It is also conceivable to use a compression magnetic core material made of a composite material of a soft magnetic powder and a resin that is insulated on a magnetic material as a material constituting the stator, and to form the stator with high accuracy by compression molding. Although the magnetic permeability of the powder magnetic core material is inferior to that of a silicon steel plate, it is far superior to the case where a general soft magnetic steel plate is used after being bent. In addition, the iron particles in the powder magnetic core material are electrically insulated from each other by a resin coating, so that eddy currents are not generated and iron loss is suppressed to a low level.

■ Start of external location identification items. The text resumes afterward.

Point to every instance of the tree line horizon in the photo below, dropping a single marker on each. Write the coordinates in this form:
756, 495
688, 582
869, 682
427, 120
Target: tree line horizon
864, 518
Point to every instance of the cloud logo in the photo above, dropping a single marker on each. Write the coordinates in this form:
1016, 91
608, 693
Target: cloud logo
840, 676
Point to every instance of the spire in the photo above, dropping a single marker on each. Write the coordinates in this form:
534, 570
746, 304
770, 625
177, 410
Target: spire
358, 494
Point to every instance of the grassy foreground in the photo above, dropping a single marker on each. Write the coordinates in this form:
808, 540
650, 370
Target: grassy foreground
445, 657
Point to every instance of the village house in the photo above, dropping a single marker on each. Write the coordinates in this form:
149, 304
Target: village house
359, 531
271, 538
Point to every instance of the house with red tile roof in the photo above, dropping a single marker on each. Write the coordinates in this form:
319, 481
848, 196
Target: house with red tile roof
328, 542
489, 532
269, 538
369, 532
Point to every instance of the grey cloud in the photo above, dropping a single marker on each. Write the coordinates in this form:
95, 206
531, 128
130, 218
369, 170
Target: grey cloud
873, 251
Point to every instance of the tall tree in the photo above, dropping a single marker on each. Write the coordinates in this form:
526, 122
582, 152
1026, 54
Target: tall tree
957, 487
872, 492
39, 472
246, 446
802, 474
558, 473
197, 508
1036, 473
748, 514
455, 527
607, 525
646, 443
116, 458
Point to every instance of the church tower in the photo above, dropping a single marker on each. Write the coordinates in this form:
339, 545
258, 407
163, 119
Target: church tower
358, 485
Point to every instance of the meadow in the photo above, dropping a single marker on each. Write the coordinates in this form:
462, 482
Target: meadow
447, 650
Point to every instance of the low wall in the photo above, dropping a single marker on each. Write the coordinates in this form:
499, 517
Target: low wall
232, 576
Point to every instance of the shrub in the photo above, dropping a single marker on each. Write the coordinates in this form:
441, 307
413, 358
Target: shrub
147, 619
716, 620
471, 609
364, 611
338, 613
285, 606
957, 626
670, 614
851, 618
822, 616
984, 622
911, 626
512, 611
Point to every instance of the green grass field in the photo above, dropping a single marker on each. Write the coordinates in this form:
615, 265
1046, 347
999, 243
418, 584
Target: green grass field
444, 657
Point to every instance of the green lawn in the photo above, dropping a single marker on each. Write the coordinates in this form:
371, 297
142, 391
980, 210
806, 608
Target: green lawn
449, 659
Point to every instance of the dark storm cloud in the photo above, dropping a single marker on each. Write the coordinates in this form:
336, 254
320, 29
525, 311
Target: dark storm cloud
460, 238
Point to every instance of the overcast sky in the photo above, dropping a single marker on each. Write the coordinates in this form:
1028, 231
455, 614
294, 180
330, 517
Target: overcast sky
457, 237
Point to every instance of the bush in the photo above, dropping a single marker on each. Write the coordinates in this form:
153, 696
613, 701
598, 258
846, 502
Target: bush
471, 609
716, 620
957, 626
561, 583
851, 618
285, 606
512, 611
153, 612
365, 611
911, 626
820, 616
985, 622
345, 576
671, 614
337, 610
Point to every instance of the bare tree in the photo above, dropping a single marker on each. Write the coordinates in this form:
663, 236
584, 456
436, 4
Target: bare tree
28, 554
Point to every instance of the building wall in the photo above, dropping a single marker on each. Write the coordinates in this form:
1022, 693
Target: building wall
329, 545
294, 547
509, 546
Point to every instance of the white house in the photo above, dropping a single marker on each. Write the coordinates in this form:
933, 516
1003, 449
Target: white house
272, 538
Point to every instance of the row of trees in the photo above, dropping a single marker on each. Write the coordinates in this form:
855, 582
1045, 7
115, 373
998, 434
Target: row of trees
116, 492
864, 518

It is effective to mold to secure insulation and strength between the stator and coil.

As described above, according to the motor of the present invention, the coil connection configuration is completed together with the assembly of the motor without any work such as welding or soldering. In addition, it is possible to easily pull out the electrical connection to the outside by using the pins coming out from the lowermost phase or the uppermost phase. Also, by attaching the pin terminal, the front and back of each phase, positioning in the rotation direction, and centering are possible, reducing the defect rate of wiring and providing a motor with stable quality. Moreover, since the improvement of the characteristics of the magnetic core material and the molding technology have already been completed, it can be easily applied to the motor of the present invention.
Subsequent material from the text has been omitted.